I Am Somewhat Upset Over Two Things (Miss America related)

One reason I so fully and enthusiastically support American 1st Amendment style Freedom of Speech (as opposed to more limited speech rights of Canada and Europe) is that people are free to spew whatever hateful or stupid shit they want to.

And then we know the true content of their character.

I’m not sure if that’s racist or not, but I admit I laughed.

Maybe because I’m in software, where I live in constant vague fear that a competent person on the other side of the globe can undersell my services.

I think what is disturbing is not that folks like this exist, but that they apparently feel no shame in broadcasting it.

We’re dealing with people who are too stupid to even handle being a bigot.

They really should eliminate the swimsuits.

Not that round of the competition. Just the swimsuits.

People would start watching the Miss America contest again.

They’re just adopting a “follow the sun” strategy.

There would also be no need for “butt glue,” which one of the contestants admitted to applying backstage (so her bikini bottom wouldn’t ride up). My husband and I initially heard this as “butt lube” and had a nice laugh.
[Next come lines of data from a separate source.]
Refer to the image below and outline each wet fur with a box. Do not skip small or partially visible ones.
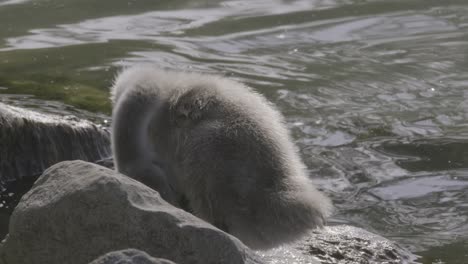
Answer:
[112,66,331,249]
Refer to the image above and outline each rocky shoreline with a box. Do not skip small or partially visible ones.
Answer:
[0,103,417,264]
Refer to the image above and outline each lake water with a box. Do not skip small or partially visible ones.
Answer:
[0,0,468,263]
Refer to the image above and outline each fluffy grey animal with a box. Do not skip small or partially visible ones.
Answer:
[112,65,331,249]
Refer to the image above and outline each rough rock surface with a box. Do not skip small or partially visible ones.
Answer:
[0,103,111,189]
[0,161,259,264]
[258,225,418,264]
[89,249,175,264]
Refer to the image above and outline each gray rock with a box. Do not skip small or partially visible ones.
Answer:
[0,103,111,189]
[0,161,259,264]
[258,225,418,264]
[89,249,175,264]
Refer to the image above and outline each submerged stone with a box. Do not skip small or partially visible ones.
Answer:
[0,161,259,264]
[89,249,175,264]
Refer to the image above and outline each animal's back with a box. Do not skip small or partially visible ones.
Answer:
[112,66,331,248]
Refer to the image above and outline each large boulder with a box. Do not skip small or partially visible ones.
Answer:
[0,103,111,189]
[89,249,175,264]
[0,161,259,264]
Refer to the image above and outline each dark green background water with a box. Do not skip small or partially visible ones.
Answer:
[0,0,468,263]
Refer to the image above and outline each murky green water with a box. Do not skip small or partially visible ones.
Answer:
[0,0,468,263]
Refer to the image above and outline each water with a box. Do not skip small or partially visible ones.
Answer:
[0,0,468,263]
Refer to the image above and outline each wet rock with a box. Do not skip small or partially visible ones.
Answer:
[0,161,259,264]
[258,225,418,264]
[89,249,175,264]
[0,103,111,189]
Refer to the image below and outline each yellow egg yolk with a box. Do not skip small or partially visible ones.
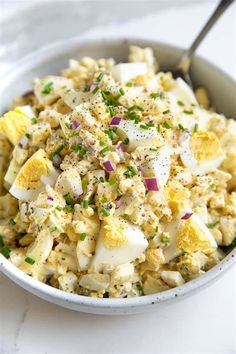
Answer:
[103,218,128,249]
[190,132,223,163]
[15,150,53,189]
[177,218,212,253]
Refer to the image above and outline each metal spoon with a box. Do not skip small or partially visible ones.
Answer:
[167,0,234,87]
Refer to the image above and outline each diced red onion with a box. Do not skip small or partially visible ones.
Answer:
[144,178,159,192]
[71,120,80,130]
[110,117,121,126]
[103,161,114,172]
[181,213,193,220]
[47,195,54,202]
[52,154,62,168]
[115,196,122,209]
[18,135,29,149]
[116,143,126,152]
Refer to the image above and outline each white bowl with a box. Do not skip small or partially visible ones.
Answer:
[0,39,236,315]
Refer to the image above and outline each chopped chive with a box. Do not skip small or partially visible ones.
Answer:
[206,221,220,229]
[150,92,160,98]
[136,283,144,296]
[100,146,110,156]
[65,205,74,213]
[178,124,187,132]
[50,225,57,232]
[108,177,116,186]
[63,193,74,205]
[0,245,11,258]
[184,109,193,114]
[119,87,125,96]
[101,196,107,204]
[8,219,16,225]
[97,73,104,82]
[81,179,89,187]
[31,117,38,124]
[162,109,170,114]
[42,82,53,95]
[122,138,129,145]
[92,86,99,95]
[163,121,172,129]
[49,144,65,160]
[99,140,106,146]
[116,188,124,197]
[79,232,87,241]
[124,166,137,177]
[25,257,35,265]
[82,199,88,209]
[160,236,170,245]
[101,208,110,216]
[105,129,117,140]
[193,123,198,133]
[0,235,4,248]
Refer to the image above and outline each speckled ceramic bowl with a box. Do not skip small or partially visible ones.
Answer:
[0,39,236,315]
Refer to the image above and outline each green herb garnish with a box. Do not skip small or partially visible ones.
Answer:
[42,82,53,95]
[136,283,144,296]
[178,124,187,132]
[97,73,104,82]
[79,232,87,241]
[100,146,110,156]
[150,92,160,98]
[184,109,193,114]
[31,117,38,124]
[206,221,220,229]
[63,193,74,205]
[124,166,137,177]
[25,257,35,265]
[82,199,89,209]
[0,245,11,258]
[8,219,16,225]
[108,177,116,186]
[101,208,110,216]
[163,121,172,129]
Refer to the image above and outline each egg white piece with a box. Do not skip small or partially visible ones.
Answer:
[180,135,225,176]
[117,119,163,152]
[144,146,171,188]
[171,77,198,106]
[91,220,148,271]
[9,149,59,201]
[15,105,35,118]
[163,213,217,263]
[110,62,148,82]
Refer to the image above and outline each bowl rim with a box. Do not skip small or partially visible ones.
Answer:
[0,37,236,310]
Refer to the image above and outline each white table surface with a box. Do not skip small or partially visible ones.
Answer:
[0,0,236,354]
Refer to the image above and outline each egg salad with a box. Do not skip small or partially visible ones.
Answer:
[0,46,236,298]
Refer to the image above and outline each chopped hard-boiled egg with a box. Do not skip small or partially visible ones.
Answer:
[0,109,31,145]
[10,149,58,201]
[55,167,83,198]
[180,132,225,175]
[143,146,171,188]
[163,213,217,263]
[171,77,198,105]
[91,217,148,271]
[110,62,148,82]
[117,120,164,151]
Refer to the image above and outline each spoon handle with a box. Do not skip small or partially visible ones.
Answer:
[178,0,234,72]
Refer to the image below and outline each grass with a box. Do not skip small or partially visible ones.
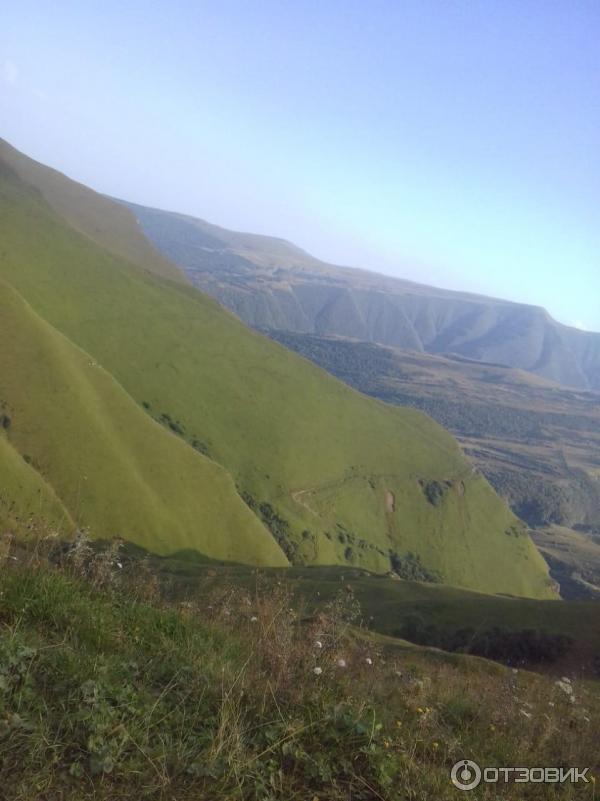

I want to be a fly on the wall the next you and your husband confuse “lube” and “glue.”

So Miss America must be familiar with a product known as “butt glue”. And people think Miley is a bad example for girls…

That was* Penthouse*. But point taken.

At least it would be one worth looking at.

No, don’t you see, she’s also an Army Sergeant. So you gotta Support the Troops[sup]TM[/sup]. And if she doesn’t win is because the Judges were PC Liberals.

I am reminded of the episode of King of the Hill where Kahn moves in and Hank’s friends try and goad Cotton (a Vietnam-war vet) into a fight by saying that Kahn is Vietnamese, to which he peers in and says, “No you ain’t, you’re Lao-atian, ain’t yeh!”

Cotton fought in World War II not Vietnam

Probably all for the best. Had she won they’d’ve offered her champagne and tried to wine and dine her and a woman is only so strong on the happiest day of her life so she’d have to reset her sobriety date.

Great suggestion! Mind if I modify the search with “Salma Hayek nude” or “Salma Hayek From Dusk Till Dawn?”

Doesn’t mean he didn’t spend some time in French Indochina, where he would learn about the various peoples living there.

“Those people” can only set it North.

And she should want to go to college to be a veterinarian because she loves children.

You mean because her chow loves children?

There was a young couple named Kelly
Who were forced to walk belly-to-belly
Because, in their haste
They used library paste
Instead of petroleum jelly

This guy/gal at least has a “Simpsons” understanding of geography:

Miss America? You mean Miss 7-11.

Or, y’know, maybe Anaamika has actually experienced racial prejudice first hand, and reading about such jerkish comments by twitter trash really does upset her.

And be a freshman in her fourth year at UCLA.